In our reading group on 9th March 2023 we discussed Jacky Bratton’s ‘Reading the Intertheatrical, or, The Mysterious Disappearance of Susanna Centlivre’, chosen by Juliana Beykirch. If you need a pdf copy of the text, please contact us to let us know. Juliana prepared the following prompts:

Text Summary:

In this chapter, Bratton explores why generations of critics have considered the works of Susanna Centlivre, an extraordinarily successful eighteenth-century playwright, as unworthy of an inclusion into the literary canon (7-11). She argues that the reason lies in Centlivre’s plays’ high degree of what she calls intertheatricality (12-17).

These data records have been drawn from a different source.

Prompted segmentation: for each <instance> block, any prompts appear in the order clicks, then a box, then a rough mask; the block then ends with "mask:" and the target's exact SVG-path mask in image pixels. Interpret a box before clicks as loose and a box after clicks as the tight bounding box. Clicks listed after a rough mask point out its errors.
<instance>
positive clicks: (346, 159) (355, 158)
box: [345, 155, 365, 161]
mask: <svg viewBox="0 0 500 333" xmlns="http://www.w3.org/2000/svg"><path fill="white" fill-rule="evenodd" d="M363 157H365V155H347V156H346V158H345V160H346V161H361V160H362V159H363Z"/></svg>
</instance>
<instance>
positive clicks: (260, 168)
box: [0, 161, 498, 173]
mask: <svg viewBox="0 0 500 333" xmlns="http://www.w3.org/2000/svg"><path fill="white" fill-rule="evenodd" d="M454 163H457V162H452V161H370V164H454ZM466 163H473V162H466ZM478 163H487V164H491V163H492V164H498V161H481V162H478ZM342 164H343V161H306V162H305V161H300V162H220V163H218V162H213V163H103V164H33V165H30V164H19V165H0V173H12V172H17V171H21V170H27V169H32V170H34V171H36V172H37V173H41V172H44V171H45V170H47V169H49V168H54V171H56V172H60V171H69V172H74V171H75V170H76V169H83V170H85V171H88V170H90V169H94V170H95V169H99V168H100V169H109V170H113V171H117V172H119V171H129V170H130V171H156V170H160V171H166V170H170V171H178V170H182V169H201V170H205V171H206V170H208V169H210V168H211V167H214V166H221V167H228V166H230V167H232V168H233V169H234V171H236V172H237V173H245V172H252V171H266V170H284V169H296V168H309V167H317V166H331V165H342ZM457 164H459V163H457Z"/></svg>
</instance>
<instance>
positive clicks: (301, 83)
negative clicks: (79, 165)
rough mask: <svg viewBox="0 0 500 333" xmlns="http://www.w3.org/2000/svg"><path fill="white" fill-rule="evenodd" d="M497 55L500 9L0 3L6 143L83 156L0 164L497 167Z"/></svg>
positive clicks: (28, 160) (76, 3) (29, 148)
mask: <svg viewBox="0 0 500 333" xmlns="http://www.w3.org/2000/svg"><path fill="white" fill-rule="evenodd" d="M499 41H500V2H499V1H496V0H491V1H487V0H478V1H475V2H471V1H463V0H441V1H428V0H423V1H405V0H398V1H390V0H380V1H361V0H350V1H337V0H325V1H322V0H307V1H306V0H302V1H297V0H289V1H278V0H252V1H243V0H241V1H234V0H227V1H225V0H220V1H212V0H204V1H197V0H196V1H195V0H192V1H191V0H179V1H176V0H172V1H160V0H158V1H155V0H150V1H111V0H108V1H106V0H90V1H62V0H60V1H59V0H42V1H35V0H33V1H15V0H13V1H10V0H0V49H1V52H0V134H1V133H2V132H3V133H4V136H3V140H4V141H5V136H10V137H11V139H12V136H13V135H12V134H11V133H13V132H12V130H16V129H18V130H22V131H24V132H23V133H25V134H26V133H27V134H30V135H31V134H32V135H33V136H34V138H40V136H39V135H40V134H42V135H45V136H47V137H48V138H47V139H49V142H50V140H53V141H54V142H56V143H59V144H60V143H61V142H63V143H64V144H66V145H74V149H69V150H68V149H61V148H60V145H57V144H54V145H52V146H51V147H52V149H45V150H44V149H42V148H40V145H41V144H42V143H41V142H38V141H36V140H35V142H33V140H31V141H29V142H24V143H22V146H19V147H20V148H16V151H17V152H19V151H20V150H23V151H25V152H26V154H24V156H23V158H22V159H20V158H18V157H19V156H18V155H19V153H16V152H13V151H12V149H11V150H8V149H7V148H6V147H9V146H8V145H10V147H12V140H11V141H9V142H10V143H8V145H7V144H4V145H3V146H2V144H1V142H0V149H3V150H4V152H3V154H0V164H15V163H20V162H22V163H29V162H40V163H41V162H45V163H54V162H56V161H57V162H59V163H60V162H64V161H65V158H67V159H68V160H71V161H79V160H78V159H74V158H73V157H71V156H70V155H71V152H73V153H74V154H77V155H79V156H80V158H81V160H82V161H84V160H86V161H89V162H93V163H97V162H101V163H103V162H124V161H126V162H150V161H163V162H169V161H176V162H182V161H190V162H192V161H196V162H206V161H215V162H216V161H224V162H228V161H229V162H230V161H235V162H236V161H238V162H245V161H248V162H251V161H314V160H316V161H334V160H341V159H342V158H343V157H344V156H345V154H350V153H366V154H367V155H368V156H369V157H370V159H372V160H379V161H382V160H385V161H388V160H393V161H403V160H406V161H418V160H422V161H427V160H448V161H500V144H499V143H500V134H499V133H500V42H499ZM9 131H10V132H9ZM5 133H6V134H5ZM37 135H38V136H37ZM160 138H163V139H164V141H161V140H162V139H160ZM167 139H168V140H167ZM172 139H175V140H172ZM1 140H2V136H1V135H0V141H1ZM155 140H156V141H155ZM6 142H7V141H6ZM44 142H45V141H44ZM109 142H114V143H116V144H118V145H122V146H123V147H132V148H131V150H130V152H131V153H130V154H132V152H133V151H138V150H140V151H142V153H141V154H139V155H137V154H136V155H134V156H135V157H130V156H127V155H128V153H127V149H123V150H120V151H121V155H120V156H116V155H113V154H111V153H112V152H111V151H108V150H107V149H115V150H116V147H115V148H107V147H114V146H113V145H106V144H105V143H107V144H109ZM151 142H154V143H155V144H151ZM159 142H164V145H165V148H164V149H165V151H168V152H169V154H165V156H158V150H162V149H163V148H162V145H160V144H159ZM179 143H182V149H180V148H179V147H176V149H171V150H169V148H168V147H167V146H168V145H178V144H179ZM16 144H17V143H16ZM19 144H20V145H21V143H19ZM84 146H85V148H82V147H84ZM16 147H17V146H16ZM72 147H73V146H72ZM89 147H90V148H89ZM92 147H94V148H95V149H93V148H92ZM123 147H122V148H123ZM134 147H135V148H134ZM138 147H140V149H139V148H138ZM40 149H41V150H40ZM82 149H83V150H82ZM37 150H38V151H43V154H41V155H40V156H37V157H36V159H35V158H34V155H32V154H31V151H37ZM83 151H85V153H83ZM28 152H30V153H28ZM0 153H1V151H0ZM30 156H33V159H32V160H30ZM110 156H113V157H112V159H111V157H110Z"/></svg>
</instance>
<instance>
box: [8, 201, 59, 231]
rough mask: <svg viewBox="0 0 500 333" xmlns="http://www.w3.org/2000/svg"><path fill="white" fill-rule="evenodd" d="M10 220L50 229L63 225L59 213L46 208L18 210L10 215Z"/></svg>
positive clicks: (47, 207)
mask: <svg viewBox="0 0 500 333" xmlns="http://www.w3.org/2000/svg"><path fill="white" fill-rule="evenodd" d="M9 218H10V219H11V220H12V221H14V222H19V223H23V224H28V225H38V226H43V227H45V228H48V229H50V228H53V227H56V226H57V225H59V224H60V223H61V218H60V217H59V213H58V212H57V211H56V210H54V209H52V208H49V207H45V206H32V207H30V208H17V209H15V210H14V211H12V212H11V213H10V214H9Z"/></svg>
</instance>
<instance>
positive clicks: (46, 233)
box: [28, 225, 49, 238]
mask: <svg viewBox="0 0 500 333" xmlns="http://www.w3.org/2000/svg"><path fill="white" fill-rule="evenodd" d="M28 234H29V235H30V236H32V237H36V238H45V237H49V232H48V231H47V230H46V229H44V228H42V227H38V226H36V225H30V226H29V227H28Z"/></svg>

Bratton defines intertheatricality as “that mesh of connections between theatre texts and between texts and their creators and realisers that makes up the moving, multi-dimensional, cross-hatched background out of which individual performances, nights at the theatre, regularly crystallise” (15). She continues:

The plays written and performed within a single theatrical tradition are all interdependent. They are uttered in a theatrical code shared by writers, performers and audience which consists not only of language, but of genres, conventions and memory – shared by the audience – of previous plays and scenes, previous performances, the actors’ previous roles and their known personae on and off the stage. There is a collaboration, taking place not only over the period of the creation of a play in rehearsal, but anew, live, each night of its performance in front of an audience, that creates shared meaning out of the concatenation of theatre systems that is far more complex than any set of conventions deployed by a writer whose medium is print. (15)

Prompts:

  • In your own research, to what extent do you consider intertheatrical connections? Which connections are particularly important for your work? What insights do examinations of these connections provide?
  • Bratton also distinguishes between ‘theatre’ and ‘drama’, arguing that Centlivre’s plays “belong to the theatre – they support it and are supported by it” and that they are “precisely the kind of writing that refuses to be understood on the page, as ‘Drama'” (15). What do you think about Bratton’s distinction between theatre (stage) and drama (page) and the connection she creates between the intertheatrical quality of Centlivre’s writing and her exclusion from the literary canon?
  • Bratton claims that intertheatricality/collaborative practice is a “feminine aesthetic, in the same way that entertainment is a feminised tradition; neither is really confined to women, but both are excluded and downgraded by that association, in the service of ‘male’ models of history and of genius” (21). Do you agree?